3.2 Cost-sensitive lasso

The most natural way to relax the optimization problem (2) is to consider \(\ell _1\)-type penalty instead of the computationally infeasible \(\ell _0\) type penalties. The method (called: cost-sensitive lasso) includes solving:

$$\begin{aligned} \hat{\beta } = \arg \min _{\beta \in R^p}\left\{ \hat{R}(\beta )+\lambda \sum _{j=1}^{p}c_j \Vert \beta \Vert _1\right\} , \end{aligned}$$
(3)

where \(\Vert \beta \Vert _1=\sum _{j=1}^{p}|\beta _j|\). Generally, one can consider the \(L_q\) norm with any \(q\ge 0\). The lasso is special in that the choice \(q = 1\) is the smallest value of q (closest to the best subset selection) that leads to a convex constraint region and hence a convex optimization problem. In this sense, it is the closest convex relaxation of the best subset selection problem. The method was used in [28] where, instead of feature costs, different penalty factors \(c_j\) were assigned to different modalities, such as clinical, gene expression, methylation and copy number variation modalities.

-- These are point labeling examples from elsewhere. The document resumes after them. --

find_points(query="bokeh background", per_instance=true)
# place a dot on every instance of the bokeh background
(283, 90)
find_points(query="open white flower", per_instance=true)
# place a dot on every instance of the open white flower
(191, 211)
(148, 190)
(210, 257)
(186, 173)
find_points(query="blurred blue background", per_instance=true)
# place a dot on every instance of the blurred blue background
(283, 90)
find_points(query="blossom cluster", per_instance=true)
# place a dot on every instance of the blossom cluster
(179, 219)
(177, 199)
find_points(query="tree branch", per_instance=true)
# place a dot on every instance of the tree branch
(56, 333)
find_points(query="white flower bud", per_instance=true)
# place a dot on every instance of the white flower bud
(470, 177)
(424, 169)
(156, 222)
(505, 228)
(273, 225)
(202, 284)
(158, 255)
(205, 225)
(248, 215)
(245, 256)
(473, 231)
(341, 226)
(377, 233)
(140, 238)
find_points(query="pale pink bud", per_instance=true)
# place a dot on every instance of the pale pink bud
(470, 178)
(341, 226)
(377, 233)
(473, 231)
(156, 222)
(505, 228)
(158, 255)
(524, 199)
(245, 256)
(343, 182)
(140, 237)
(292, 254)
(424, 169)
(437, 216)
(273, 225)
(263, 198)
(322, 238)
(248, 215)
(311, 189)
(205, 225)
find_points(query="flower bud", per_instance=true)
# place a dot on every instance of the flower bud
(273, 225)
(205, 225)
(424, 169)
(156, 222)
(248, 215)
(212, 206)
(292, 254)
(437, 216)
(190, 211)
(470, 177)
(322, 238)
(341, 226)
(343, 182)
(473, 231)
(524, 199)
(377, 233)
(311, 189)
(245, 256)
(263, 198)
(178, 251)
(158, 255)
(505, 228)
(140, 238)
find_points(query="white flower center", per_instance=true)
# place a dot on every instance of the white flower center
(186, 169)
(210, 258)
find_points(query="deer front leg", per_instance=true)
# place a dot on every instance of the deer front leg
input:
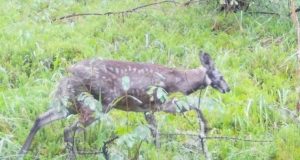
(150, 118)
(44, 119)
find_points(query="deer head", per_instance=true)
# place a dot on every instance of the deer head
(214, 78)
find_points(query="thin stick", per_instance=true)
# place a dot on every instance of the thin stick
(117, 12)
(295, 21)
(217, 137)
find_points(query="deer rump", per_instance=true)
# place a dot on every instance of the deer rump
(103, 81)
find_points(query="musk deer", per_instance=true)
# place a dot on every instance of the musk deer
(101, 80)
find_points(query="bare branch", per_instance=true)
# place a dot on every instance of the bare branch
(117, 12)
(216, 137)
(295, 21)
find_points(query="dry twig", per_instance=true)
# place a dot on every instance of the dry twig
(295, 21)
(216, 137)
(117, 12)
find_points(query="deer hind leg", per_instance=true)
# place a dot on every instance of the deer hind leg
(176, 106)
(51, 115)
(69, 134)
(150, 118)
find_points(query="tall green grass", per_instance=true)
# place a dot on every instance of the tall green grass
(256, 53)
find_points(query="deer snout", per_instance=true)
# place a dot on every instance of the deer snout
(226, 90)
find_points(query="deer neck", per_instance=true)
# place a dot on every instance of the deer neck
(192, 80)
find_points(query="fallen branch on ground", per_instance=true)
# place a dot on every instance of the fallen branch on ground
(117, 12)
(216, 137)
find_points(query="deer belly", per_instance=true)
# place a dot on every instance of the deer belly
(135, 105)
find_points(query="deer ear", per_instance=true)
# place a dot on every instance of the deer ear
(206, 60)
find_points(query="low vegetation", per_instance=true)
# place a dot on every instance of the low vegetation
(255, 52)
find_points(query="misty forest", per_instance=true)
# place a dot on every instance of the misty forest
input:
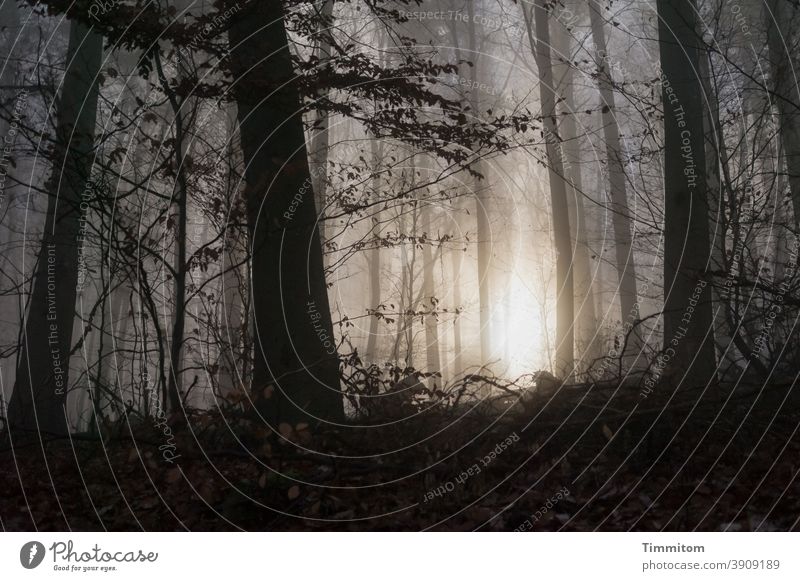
(498, 265)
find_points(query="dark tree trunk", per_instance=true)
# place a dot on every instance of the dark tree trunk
(565, 299)
(43, 372)
(295, 352)
(688, 319)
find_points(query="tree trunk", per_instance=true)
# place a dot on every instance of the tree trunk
(321, 134)
(565, 307)
(374, 262)
(586, 318)
(484, 233)
(295, 352)
(620, 213)
(431, 321)
(780, 26)
(688, 319)
(43, 373)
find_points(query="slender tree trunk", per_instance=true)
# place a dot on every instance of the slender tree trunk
(688, 317)
(482, 195)
(320, 142)
(620, 212)
(431, 302)
(295, 351)
(374, 262)
(565, 308)
(43, 375)
(782, 19)
(586, 317)
(457, 259)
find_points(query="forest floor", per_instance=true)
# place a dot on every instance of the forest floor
(587, 459)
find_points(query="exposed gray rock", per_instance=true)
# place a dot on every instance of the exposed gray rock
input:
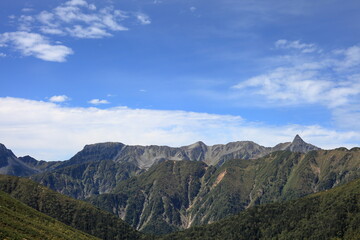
(145, 156)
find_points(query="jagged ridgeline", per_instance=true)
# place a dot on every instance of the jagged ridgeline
(159, 189)
(98, 168)
(175, 195)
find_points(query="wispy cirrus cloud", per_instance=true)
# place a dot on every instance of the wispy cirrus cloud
(51, 131)
(33, 44)
(309, 77)
(59, 98)
(74, 18)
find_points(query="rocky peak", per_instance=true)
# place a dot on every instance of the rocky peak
(298, 140)
(5, 152)
(299, 145)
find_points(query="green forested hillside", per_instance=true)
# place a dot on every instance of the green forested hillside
(80, 215)
(178, 194)
(333, 214)
(82, 180)
(19, 221)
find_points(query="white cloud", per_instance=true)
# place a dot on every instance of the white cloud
(75, 18)
(79, 19)
(305, 48)
(33, 44)
(329, 79)
(27, 9)
(76, 2)
(53, 132)
(59, 98)
(143, 18)
(99, 101)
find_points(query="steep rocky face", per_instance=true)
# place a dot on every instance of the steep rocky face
(98, 168)
(297, 145)
(145, 156)
(86, 179)
(11, 165)
(179, 194)
(158, 200)
(332, 214)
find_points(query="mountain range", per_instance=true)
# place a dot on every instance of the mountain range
(160, 189)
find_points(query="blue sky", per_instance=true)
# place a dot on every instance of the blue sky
(174, 72)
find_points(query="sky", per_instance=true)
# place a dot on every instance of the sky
(170, 72)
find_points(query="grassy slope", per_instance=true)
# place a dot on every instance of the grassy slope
(333, 214)
(19, 221)
(80, 215)
(175, 195)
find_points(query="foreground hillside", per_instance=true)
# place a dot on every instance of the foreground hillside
(19, 221)
(333, 214)
(80, 215)
(176, 195)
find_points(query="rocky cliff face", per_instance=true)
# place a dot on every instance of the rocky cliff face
(11, 165)
(145, 156)
(98, 168)
(297, 145)
(175, 195)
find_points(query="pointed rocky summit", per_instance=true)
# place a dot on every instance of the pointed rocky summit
(299, 145)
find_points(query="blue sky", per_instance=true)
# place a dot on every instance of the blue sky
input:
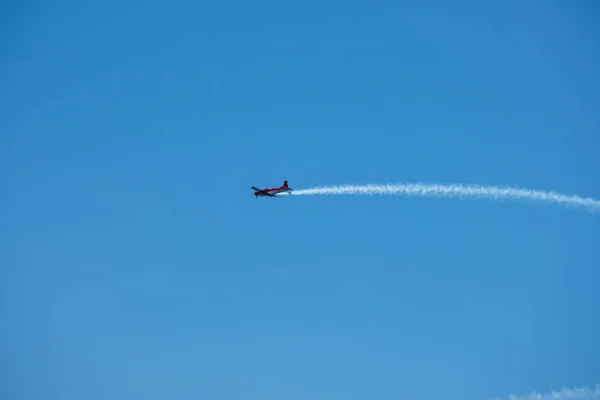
(135, 261)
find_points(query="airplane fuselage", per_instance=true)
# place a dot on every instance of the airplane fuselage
(271, 192)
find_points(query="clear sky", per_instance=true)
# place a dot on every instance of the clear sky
(136, 263)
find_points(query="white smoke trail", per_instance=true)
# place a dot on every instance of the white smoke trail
(454, 191)
(580, 393)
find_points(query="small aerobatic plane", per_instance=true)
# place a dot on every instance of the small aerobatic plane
(273, 192)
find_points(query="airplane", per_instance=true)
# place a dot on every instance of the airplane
(271, 192)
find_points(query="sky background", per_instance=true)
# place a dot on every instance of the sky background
(136, 263)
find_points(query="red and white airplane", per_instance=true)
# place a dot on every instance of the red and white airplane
(273, 192)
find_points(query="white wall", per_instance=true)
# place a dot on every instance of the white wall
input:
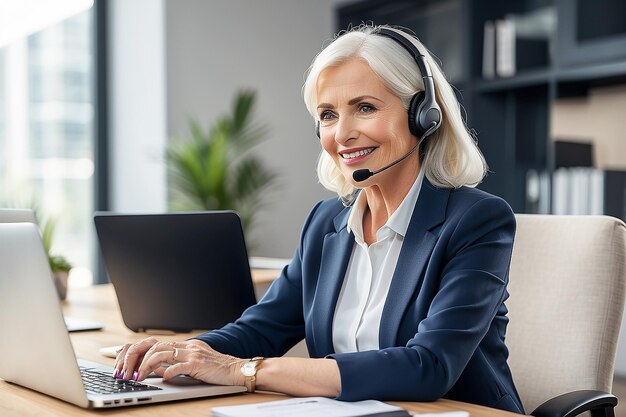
(215, 48)
(137, 110)
(175, 59)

It is important to choose the optimal value of the parameter \(\lambda \). In the traditional feature selection, it is done via cross-validation. For the cost-sensitive feature selection, the issue is more subtle. Observe that the cost associated with the chosen subset of features depends on parameter \(\lambda \). A large enough value of \(\lambda \) sets all the coefficients exactly equal to zero, which gives a total cost of zero. This \(\lambda \) can be calculated analytically. A small value of \(\lambda \) results in many non-zero coefficients, which yields a large cost. In the experiments, we use the following strategy. We consider a decreasing sequence of regularization parameters \(\lambda _1>\lambda _2>\ldots >\lambda _L\) and the corresponding costs associated with the selected features \(C(\lambda _1),\ldots ,C(\lambda _L)\). We set \(L=100\) in the experiments. Then, we choose the largest k such that the costs associated with the solution for \(\lambda _k\) do not exceed the budget B whereas the costs associated with the solution for \(\lambda _{k+1}\) exceed B, i.e. \(C(\lambda _k)\le B\) and \(C(\lambda _{k+1})>B\). Finally, from the sequence \(\lambda _1,\ldots ,\lambda _k\) we select the value for which we achieve the largest value of the evaluation measure considered (e.g., AUC).

Fig. 1
figure 1

Lasso and MCP penalties for \(\lambda = 1, \gamma = 3\)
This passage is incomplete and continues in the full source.